Product improves nitrification in RAS

David D. Kuhn, Ph.D. David J. Drahos

Novozymes Biologicals’ bacteria product is rich in both types of nitrifiers needed to convert ammonia into nitrate

Microscopic and fluorescence views of the nitrifier product show the activity of the nitrifiers.

Nitrogenous wastes can accumulate in closed aquaculture ponds and recirculating systems, primarily in the forms of ammonia from animal excretion and decomposing organic solids such as uneaten feed.

Ammonia can be removed from the systems and used directly as a nutrient by heterotrophic bacteria, algae or plants. Ammonia can also be removed from the system via nitrification, which is a two-step process performed by autotrophic bacteria called nitrifiers.

More specifically, oxidation of ammonia to nitrite is typically performed by bacteria from the genus Nitrosomonas. Nitrite is then oxidized to nitrate by bacteria from the genus Nitrobacter. The nitrification process often takes place naturally in ponds and recirculating system biofilters.

It is important to ensure nitrification is efficient in the conversion of ammonia and nitrite to nitrate because nitrate is the least toxic form. Ammonia and nitrite are toxic to aquatic animals at concentrations as low as 1 mg/L. Meanwhile, nitrate doesn’t become toxic to aquatic animals until concentrations are greater than 60 mg/L. Some aquatic animals are more sensitive, while others exhibit greater tolerance to these nitrogenous wastes.

Effective nitrification

Factors that influence nitrification efficiencies include the amount of nitrogenous waste, nitrifier population and types, biofilm thickness, alkalinity, oxygen levels and temperature. If healthy populations of both ammonia- and nitrite-oxidizing bacteria are not present, then no nitrification will occur.

This is the case for a new biofilter that has no bacteria. It typically takes four to eight weeks to initiate a new biofilter using earlier techniques, which prescribe no additions other than ammonia. Furthermore, sometimes a biofilter that is established can fail and needs to be restarted. In both cases, a bacterial product that is rich in both ammonia- and nitrite-oxidizing bacteria could provide the means to mitigate ammonia and nitrite.

Nitrifier product

Novozymes Biologicals, Inc., a biotech company based in Salem, Virginia, USA, has developed a nitrifying bacteria product that is rich in both types of nitrifiers needed to convert ammonia into nitrate. This liquid product, PondProtect-L, is primarily a combination of Nitrosomonas eutropha ammonia-oxidizing bacteria and Nitrobacter winogradskyi nitrite-oxidizing bacteria, both of which are great candidates for typical aquaculture waters.
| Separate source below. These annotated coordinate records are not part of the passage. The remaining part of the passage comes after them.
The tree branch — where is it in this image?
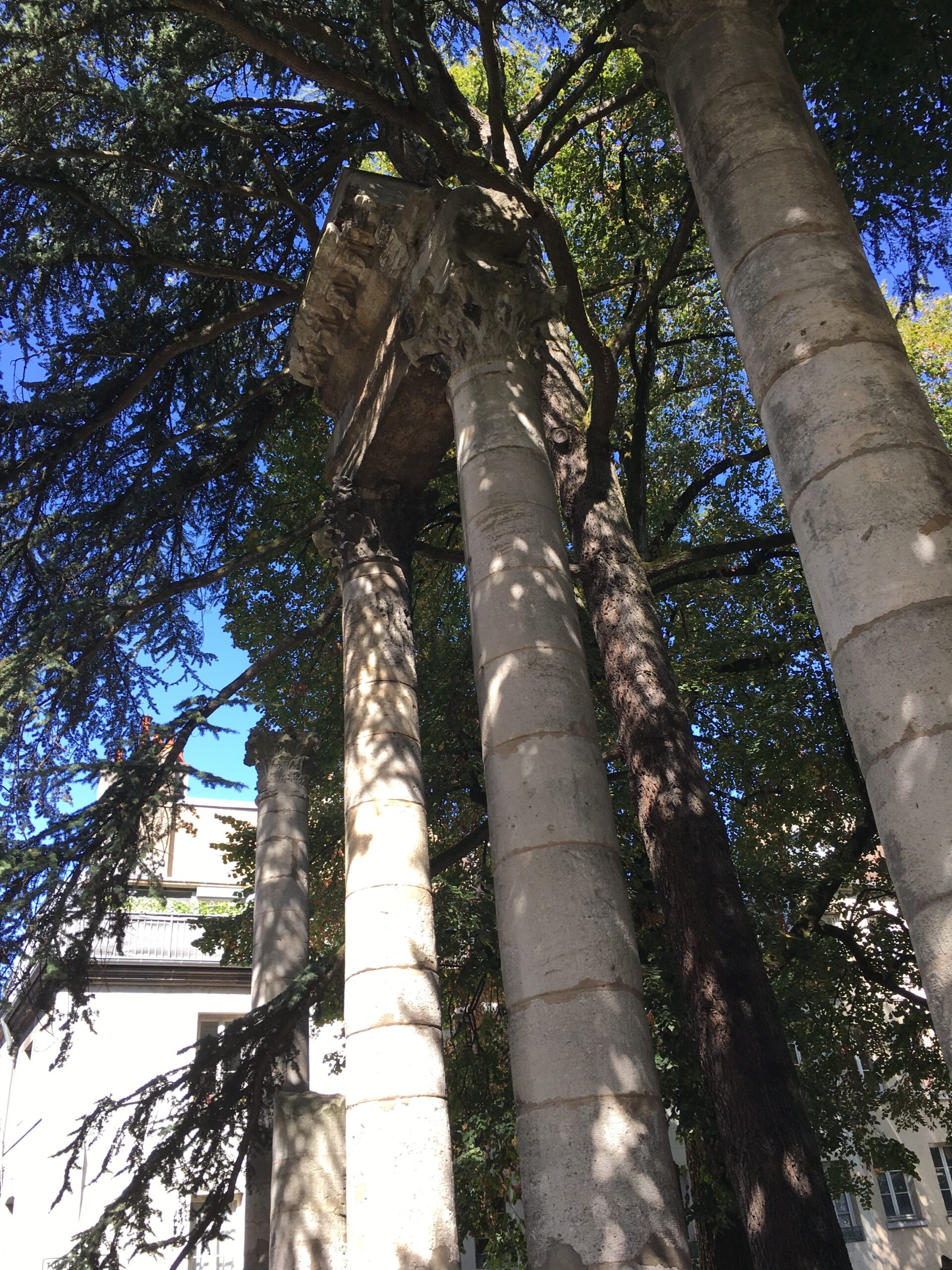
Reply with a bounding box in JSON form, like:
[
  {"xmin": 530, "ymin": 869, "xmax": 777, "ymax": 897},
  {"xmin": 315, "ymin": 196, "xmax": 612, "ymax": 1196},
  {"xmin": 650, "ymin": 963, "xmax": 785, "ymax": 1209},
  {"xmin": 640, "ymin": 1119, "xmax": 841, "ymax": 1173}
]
[
  {"xmin": 0, "ymin": 295, "xmax": 291, "ymax": 486},
  {"xmin": 414, "ymin": 542, "xmax": 466, "ymax": 564},
  {"xmin": 646, "ymin": 446, "xmax": 771, "ymax": 560},
  {"xmin": 610, "ymin": 193, "xmax": 700, "ymax": 357},
  {"xmin": 527, "ymin": 79, "xmax": 650, "ymax": 173},
  {"xmin": 513, "ymin": 4, "xmax": 625, "ymax": 132},
  {"xmin": 430, "ymin": 821, "xmax": 489, "ymax": 878},
  {"xmin": 645, "ymin": 533, "xmax": 795, "ymax": 589}
]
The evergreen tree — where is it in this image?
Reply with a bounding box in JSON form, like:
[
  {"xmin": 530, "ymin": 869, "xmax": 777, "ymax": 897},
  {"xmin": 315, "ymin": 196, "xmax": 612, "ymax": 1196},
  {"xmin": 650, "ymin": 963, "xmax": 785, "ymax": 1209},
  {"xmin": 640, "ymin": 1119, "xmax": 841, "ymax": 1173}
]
[{"xmin": 0, "ymin": 0, "xmax": 948, "ymax": 1265}]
Novozymes teamed with Virginia Tech to conduct research on the effectiveness of this product in a controlled bench-scale study and on a production scale at a shrimp farm in Virginia. In both cases, recirculating aquaculture systems (RAS) were tested with white shrimp, Litopenaeus vannamei, at salinities ranging approximately 10-15 g/L.

Bench study

The bench-scale study was conducted in six 150-L recirculating systems with a new biofilter. Three systems were inoculated with the bacteria product and three systems did not receive any bacteria. Thirty juvenile shrimp were stocked in each system and fed the same type and amounts of food. Nitrification rates in the inoculated systems had significantly lower levels of both ammonia and nitrite (Fig. 1).

Fig. 1: Nitrite concentrations in control tanks containing juvenile shrimp.

Quantitative polymerase chain reaction testing was used to verify the presence of the desirable Nitrobacter winogradskyi nitrifying bacteria strain in the inoculated systems.

Production-scale application

During the first year of operation, a commercial-scale RAS shrimp farm observed occasional spikes of ammonia and long-sustained spikes of nitrite, which significantly impaired the health of shrimp in the production-scale raceways.

To mitigate these pollutants from compromising shrimp production, the nitrifying bacteria product was applied to the systems. Shortly after application, nitrite levels began to decrease significantly and continued to drop to levels considered safe for shrimp culture (Fig. 2).

Fig. 2: Nitrite concentrations in an RAS shrimp production raceway after addition of a nitrifier product.


Many aquaculture operations rely on nitrification for the removal of toxic nitrogenous constituents such as ammonia and nitrite from the culture water. This process relies on a healthy population of nitrifying bacteria.

The use of a commercial nitrifying product can inoculate a new biofilter or a failing biofilter with viable populations of both ammonia- and nitrite-oxidizing strains of bacteria. Even though the nitrifying bacteria product tested was initially designed for pond applications, it performed well in recirculating systems.